Why is this coin-flipping probability problem unsolved?

You play a game flipping a fair coin. You may stop after any trial, at which point you are paid in dollars the percentage of heads flipped. So if on the first trial you flip a head, you should stop and earn \$100 because you have 100% heads. If you flip a tail then a head, you could either stop and earn \$50, or continue on, hoping the ratio will exceed 1/2. This second strategy is superior.

A paper by Medina and Zeilberger (arXiv:0907.0032v2 [math.PR]) says that it is an unsolved problem to determine if it is better to continue or stop after you have flipped 5 heads in 8 trials: accept \$62.50 or hope for more. It is easy to simulate this problem and it is clear from even limited experimental data that it is better to continue (perhaps more than 70% chance you'll improve over \$62.50):
alt text
My question is basically: Why is this difficult to prove? Presumably it is not that difficult to write out an expression for the expectation of exceeding 5/8 in terms of the cumulative binomial distribution.

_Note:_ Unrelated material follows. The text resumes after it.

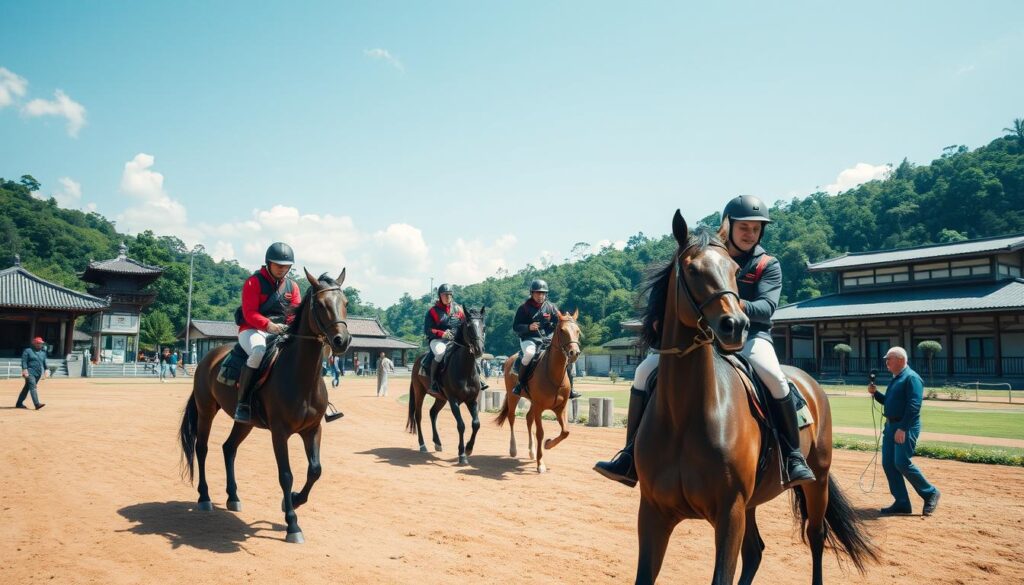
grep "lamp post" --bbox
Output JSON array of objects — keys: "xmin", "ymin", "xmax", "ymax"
[{"xmin": 182, "ymin": 244, "xmax": 206, "ymax": 367}]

(5 Dec 2013). A paper on this topic was just published:

Olle Häggström, Johan Wästlund. "Rigorous computer analysis of the Chow-Robbins game." (pre-journal arXiv link). The American Mathematical Monthly, Vol. 120, No. 10, December 2013. (Jstor link). From the Abstract:

"In particular, we confirm that with 5 heads and 3 tails, stopping is optimal."


I accept Qiaochu's answer "Have you tried actually doing that?" I did try now, and now I can appreciate the challenge. :-) The paper I cited refers to another by Chow and Robbins from 1965 that has a beautiful formulation, much clearer than the cummulative binomials with which I struggled. Let me explain it, because it is really cool.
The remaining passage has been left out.